Bei späterer Nachforschung stellte sich heraus, dass es sich tatsächlich um die Fingerabdrücke von Ronaldson handelte. Besonders gut konnte man dies nachvollziehen, da Ronaldson eine Läsion auf seinem rechten Daumen hatte. Er war tatsächlich ein verurteilter Mörder.

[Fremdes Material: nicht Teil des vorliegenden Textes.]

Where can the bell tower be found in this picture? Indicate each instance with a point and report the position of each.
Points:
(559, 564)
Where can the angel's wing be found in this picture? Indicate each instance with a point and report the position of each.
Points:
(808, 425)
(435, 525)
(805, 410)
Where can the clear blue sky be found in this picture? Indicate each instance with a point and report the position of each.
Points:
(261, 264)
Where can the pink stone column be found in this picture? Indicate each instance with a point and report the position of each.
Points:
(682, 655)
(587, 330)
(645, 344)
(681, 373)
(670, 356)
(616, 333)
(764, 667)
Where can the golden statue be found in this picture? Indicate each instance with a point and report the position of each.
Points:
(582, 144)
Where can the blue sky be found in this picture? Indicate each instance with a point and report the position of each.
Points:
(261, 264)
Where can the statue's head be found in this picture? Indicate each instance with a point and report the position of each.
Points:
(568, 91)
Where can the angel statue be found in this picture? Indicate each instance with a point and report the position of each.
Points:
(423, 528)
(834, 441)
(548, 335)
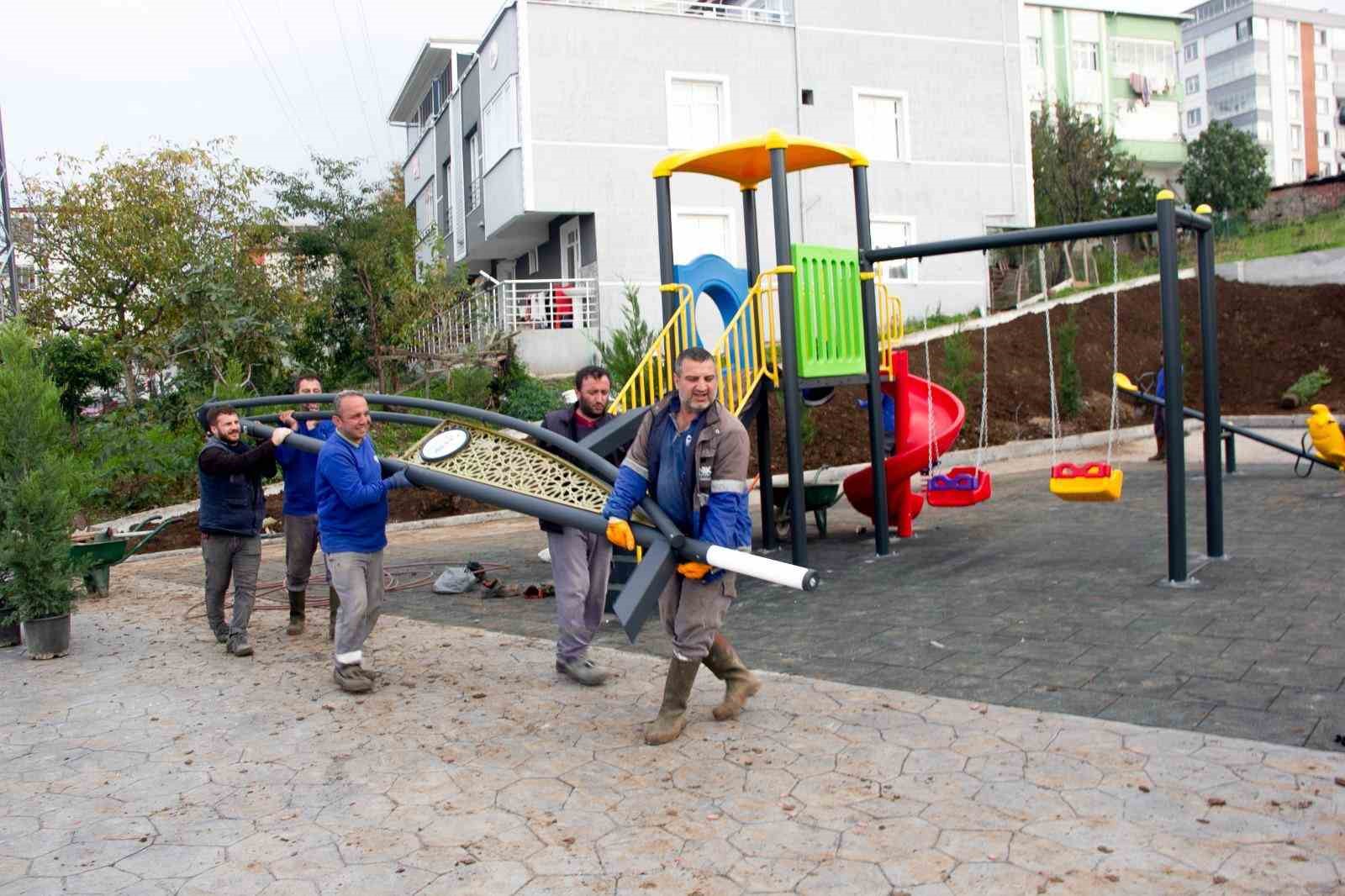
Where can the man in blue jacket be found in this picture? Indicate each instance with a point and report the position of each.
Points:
(694, 456)
(232, 509)
(300, 472)
(351, 524)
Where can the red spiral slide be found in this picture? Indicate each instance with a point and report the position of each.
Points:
(918, 403)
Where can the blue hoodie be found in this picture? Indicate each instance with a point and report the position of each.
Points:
(351, 498)
(300, 468)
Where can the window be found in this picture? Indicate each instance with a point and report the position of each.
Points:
(499, 123)
(699, 112)
(881, 125)
(889, 232)
(475, 159)
(1086, 55)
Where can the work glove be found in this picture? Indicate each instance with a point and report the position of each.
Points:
(694, 569)
(619, 533)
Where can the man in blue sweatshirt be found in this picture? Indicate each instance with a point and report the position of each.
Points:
(300, 472)
(351, 522)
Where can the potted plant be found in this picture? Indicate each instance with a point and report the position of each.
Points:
(38, 483)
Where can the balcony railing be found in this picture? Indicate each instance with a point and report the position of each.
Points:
(760, 11)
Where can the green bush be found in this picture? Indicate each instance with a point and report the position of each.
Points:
(1071, 381)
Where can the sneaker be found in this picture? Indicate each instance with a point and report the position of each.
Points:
(351, 680)
(583, 670)
(239, 646)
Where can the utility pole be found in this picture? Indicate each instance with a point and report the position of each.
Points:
(7, 260)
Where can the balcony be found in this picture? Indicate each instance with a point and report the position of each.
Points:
(778, 13)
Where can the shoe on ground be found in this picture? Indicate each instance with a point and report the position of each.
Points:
(583, 670)
(351, 681)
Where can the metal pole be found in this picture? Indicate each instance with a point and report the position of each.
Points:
(1210, 358)
(1174, 387)
(789, 361)
(763, 416)
(663, 199)
(8, 249)
(869, 303)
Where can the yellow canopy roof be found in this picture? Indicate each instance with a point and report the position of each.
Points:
(748, 161)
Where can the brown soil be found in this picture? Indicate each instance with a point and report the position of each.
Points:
(1269, 336)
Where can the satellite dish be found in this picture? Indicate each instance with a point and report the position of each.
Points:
(444, 445)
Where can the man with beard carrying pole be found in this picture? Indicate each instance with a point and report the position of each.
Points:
(694, 458)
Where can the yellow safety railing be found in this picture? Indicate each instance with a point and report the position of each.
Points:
(746, 350)
(654, 374)
(892, 326)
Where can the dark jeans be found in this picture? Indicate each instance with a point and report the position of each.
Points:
(230, 557)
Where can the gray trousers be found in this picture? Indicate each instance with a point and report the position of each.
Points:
(693, 613)
(582, 562)
(358, 580)
(300, 546)
(230, 557)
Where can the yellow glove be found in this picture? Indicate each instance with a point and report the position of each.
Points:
(694, 569)
(619, 533)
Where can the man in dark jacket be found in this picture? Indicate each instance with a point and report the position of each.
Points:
(300, 470)
(582, 561)
(232, 509)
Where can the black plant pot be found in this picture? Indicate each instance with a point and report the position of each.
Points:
(47, 638)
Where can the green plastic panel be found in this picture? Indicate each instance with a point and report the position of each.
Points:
(827, 315)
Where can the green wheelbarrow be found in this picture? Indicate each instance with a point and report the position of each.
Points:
(817, 499)
(109, 548)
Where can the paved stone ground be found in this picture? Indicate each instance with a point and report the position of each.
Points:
(150, 762)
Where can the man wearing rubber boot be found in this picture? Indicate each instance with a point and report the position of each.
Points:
(582, 561)
(300, 467)
(232, 509)
(351, 524)
(693, 454)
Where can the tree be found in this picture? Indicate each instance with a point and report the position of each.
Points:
(77, 366)
(116, 241)
(1079, 172)
(1226, 167)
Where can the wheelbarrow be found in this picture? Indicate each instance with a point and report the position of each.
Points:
(817, 499)
(105, 549)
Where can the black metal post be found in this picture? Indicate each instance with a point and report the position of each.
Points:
(663, 199)
(763, 416)
(869, 303)
(1210, 358)
(789, 361)
(1174, 387)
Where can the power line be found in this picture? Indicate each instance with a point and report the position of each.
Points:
(273, 92)
(378, 82)
(363, 111)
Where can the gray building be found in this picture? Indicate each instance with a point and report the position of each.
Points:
(1273, 71)
(546, 132)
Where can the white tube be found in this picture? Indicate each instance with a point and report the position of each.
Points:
(763, 568)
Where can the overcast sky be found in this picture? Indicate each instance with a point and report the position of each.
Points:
(282, 77)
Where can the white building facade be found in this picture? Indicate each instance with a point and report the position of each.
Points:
(1274, 71)
(530, 156)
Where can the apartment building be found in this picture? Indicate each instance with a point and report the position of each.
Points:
(546, 131)
(1116, 62)
(1273, 71)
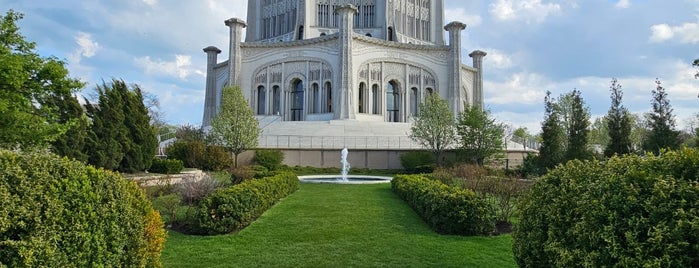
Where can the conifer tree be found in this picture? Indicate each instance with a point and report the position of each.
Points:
(551, 151)
(235, 126)
(661, 123)
(618, 124)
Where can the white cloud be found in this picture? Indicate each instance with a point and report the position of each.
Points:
(531, 11)
(687, 33)
(181, 67)
(459, 14)
(623, 4)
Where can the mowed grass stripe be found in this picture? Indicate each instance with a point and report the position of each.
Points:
(324, 225)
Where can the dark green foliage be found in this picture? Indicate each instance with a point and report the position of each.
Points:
(418, 161)
(231, 209)
(57, 212)
(661, 124)
(578, 129)
(271, 159)
(29, 87)
(447, 210)
(633, 211)
(166, 166)
(618, 124)
(551, 150)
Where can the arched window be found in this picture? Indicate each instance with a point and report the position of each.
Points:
(414, 100)
(329, 97)
(315, 99)
(297, 101)
(276, 100)
(375, 99)
(393, 102)
(261, 100)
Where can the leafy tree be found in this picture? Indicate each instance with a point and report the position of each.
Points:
(28, 84)
(551, 150)
(235, 127)
(433, 126)
(661, 123)
(618, 124)
(481, 136)
(578, 128)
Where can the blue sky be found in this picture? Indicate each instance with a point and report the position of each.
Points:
(533, 46)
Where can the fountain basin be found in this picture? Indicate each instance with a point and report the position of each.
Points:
(351, 179)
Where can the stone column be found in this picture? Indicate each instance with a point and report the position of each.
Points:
(235, 62)
(454, 90)
(346, 110)
(477, 56)
(210, 100)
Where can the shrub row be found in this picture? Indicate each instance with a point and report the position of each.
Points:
(447, 210)
(634, 211)
(166, 166)
(231, 209)
(56, 212)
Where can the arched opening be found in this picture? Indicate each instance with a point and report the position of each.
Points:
(276, 100)
(261, 100)
(414, 100)
(315, 99)
(393, 102)
(297, 100)
(329, 97)
(375, 99)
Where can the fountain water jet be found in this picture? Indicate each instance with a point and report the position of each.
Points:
(345, 164)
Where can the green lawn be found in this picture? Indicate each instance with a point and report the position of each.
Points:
(323, 225)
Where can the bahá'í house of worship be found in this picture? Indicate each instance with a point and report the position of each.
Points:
(322, 75)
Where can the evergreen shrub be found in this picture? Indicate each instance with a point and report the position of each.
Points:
(56, 212)
(633, 211)
(447, 210)
(231, 209)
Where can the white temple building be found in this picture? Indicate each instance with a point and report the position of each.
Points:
(328, 74)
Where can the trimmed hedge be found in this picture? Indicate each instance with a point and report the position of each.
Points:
(166, 166)
(633, 211)
(231, 209)
(56, 212)
(447, 210)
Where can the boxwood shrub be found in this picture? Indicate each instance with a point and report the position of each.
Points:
(56, 212)
(633, 211)
(447, 210)
(231, 209)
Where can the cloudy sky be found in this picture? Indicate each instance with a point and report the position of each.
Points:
(533, 46)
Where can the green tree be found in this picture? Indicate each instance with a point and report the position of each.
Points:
(481, 135)
(618, 124)
(235, 127)
(28, 84)
(551, 150)
(578, 128)
(661, 123)
(433, 126)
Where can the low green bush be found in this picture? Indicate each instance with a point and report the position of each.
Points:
(56, 212)
(447, 210)
(231, 209)
(633, 211)
(270, 159)
(418, 161)
(166, 166)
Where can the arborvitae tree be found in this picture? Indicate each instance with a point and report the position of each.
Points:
(551, 151)
(433, 126)
(481, 136)
(235, 126)
(28, 84)
(618, 124)
(661, 123)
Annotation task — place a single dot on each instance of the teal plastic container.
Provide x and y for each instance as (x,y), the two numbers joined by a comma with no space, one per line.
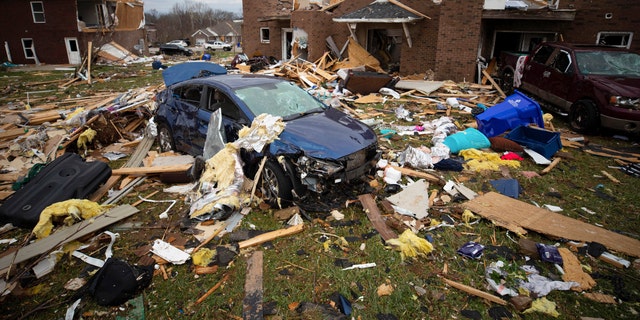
(467,139)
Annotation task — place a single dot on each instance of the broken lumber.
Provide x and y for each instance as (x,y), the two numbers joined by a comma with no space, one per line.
(373,213)
(475,292)
(517,216)
(270,236)
(65,235)
(141,171)
(252,302)
(214,288)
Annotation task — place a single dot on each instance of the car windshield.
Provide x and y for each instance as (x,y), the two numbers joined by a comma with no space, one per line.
(283,99)
(609,63)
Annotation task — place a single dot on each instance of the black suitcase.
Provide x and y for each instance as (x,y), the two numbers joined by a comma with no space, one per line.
(67,177)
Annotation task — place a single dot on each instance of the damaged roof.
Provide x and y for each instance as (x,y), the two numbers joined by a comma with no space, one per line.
(385,11)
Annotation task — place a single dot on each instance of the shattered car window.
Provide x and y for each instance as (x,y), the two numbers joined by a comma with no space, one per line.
(609,63)
(283,99)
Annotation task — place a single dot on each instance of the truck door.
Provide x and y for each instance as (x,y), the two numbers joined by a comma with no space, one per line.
(561,72)
(535,74)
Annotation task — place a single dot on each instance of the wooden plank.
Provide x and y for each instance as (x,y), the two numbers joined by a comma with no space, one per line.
(141,171)
(419,174)
(65,235)
(270,236)
(475,292)
(252,302)
(373,213)
(517,216)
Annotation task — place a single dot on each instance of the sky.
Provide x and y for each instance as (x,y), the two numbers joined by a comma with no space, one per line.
(164,6)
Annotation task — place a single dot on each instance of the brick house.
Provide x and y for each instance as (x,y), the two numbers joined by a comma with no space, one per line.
(227,31)
(445,37)
(58,31)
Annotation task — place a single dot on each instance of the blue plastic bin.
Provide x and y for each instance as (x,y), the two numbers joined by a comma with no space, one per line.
(516,110)
(467,139)
(542,141)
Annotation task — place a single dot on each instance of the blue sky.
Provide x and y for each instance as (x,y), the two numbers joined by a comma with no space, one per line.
(164,6)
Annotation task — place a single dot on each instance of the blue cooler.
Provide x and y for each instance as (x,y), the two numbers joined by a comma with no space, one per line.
(516,110)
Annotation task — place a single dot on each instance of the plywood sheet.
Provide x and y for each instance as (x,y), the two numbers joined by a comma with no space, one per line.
(517,216)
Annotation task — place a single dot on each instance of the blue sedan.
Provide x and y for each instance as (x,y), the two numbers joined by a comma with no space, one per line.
(319,147)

Halluzinationen konnten ausgeschlossen werden, da diese Séance durch Kameras aufgezeichnet wurde.
Es bleibt kontrovers
Mirabelli bleibt nach wie vor ein kontroverses Medium. Die Meinungen über Carlos Mirabelli sind ebenso vielseitig wie die Berichte über seine Séancen. Während die einen ihn als Scharlatan und Betrüger betrachten, sehen ihn andere als Pionier in einem Bereich, der noch viele Geheimnisse birgt.
Das Interesse an seiner Person und seinen praktizierten Séancen zeigt, wie tief der menschliche Drang ist, das Unbekannte zu verstehen.
Quellen:
- www.igpp.de
- Michael Nahm (2017) : "Selected Aspects of Carlos Mirabelli's Mediumship*
Über Micheal Nahm
Michael Nahm studierte Biologie an der Universität Mainz , mit den Hauptfächern Zoologie, Botanik, Genetik und Paläontologie.
Nach seiner Promotion zum Dr. rer. nat. an der Professur für Baumphysiologie der Universität Freiburg über physiologische Reaktionen von Buchen auf Trockenheit, arbeite er an verschiedenen Forschungsprojekten zu nachhaltigen Landnutzungsprojekten an der Forstlichen Versuchsanstalt Baden Württemberg und an der Professur für Waldwachstum der Universität Freiburg.
Seit 2018 ist Nahm als wissenschaftlicher Mitarbeiter am Institut für Grenzgebiete der Psychologie und Psychohygiene (IGPP) tätig.